In fact, using timber is one of the most effective ways to mitigate climate change and reduce the carbon footprint of the construction industry. This is currently estimated to top 40% of global emissions with 11% from glass, steel and cement alone.
But it's not enough that timber efficiently locks away carbon. It also needs to be sourced sustainably to give reassurance that it causes no harm to the environment through its full lifespan. Timber from an FSC certified supply chain or with Programme for the Endorsement of Forest Certification is a guarantee that materials have come from forests that are protected and managed sustainably.
But construction can go further, sourcing their sustainable timber from suppliers who are certified and work to the highest levels of quality assurance under the ISO 9001 Standard.
Offsite construction and timber are an excellent fit. For example, timber construction company Scotframe use MMC methods to ensure that waste is minimised throughout the manufacturing process from design to onsite installation. Making the right decisions in material procurement and manufacture typically reduce waste to under 2%.
Where timber construction truly shines is its energy efficiency. By taking a fabric first approach to construction and making sustainable choices at the design stage, a timber-framed home is an innovative way to tackle the challenges of net-carbon zero.
Fabric first prioritises airtightness and insulation over renewable energy sources or heating.

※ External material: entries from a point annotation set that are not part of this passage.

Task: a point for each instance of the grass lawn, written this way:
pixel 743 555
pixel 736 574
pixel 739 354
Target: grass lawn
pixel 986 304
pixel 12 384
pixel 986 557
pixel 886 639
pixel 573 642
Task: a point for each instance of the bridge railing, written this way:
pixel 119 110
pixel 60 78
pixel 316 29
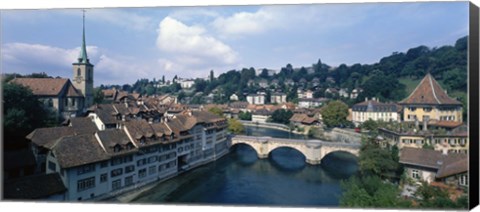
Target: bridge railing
pixel 297 141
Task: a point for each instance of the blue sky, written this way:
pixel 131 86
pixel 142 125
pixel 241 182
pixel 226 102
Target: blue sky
pixel 126 44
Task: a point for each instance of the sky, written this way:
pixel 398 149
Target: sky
pixel 126 44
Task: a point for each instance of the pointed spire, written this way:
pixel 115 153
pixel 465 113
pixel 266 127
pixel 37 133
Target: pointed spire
pixel 82 58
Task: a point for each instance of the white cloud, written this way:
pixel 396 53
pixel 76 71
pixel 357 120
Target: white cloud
pixel 291 17
pixel 27 58
pixel 191 48
pixel 122 18
pixel 244 23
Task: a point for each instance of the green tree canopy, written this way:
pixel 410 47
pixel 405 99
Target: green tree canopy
pixel 235 126
pixel 216 111
pixel 22 113
pixel 281 116
pixel 335 114
pixel 98 96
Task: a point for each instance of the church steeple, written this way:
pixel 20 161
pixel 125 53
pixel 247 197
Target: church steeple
pixel 83 72
pixel 83 58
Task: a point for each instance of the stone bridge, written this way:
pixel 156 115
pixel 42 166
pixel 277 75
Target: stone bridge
pixel 313 150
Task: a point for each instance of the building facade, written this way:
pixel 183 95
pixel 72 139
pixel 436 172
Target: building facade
pixel 429 101
pixel 256 99
pixel 122 159
pixel 376 111
pixel 433 166
pixel 278 98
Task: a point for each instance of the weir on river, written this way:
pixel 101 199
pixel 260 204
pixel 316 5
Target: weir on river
pixel 240 178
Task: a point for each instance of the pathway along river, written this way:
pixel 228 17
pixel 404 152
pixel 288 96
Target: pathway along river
pixel 240 178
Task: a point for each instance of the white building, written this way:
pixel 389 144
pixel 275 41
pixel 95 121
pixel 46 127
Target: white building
pixel 256 99
pixel 343 93
pixel 261 116
pixel 234 97
pixel 115 161
pixel 310 102
pixel 278 98
pixel 376 111
pixel 186 83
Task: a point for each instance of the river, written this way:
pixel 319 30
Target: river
pixel 240 178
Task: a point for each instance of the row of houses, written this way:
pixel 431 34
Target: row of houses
pixel 92 162
pixel 428 129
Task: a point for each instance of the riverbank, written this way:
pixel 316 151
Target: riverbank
pixel 275 126
pixel 131 195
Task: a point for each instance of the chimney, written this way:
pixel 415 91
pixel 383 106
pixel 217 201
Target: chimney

While there are challenges to adopting such an approach for homes at scale, the long-term energy efficiency and lower running costs make fabric first the sustainable choice. Considerable savings are made over the lifetime of a home created using panelled construction for walls, floors and roofs when compared to homes that use costly renewable technology including smart meters, solar panels and battery storage systems.
Measures to move towards this construction method include linking a home's energy performance to land and building transaction tax, in a way familiar to the tax treatment of electric and energy-efficient cars.
A long-term solution?
Timber frame construction has long been touted as a solution to the housing crisis, with Scotland building 83% of new homes with timber frame construction as compared to just 23% in the UK. Offsite construction systems are ideally placed to lead the switch to timber frame and the fabric first approach. For example, Scotframe's Val-U-Therm Plus closed panel system reduces heating costs to less than £100 per year and is virtually carbon zero.
Fabric first is also more sustainable for homeowners who aren't required to alter their energy consumption habits or master complex new technology for best results. Instead, the building does the work rather than an expensive bolt-on renewables system.
A timber-framed building can continue to perform to the highest and most efficient standards for years to come. And could ultimately offer the sustainable solution that the construction industry needs as we move towards 2050.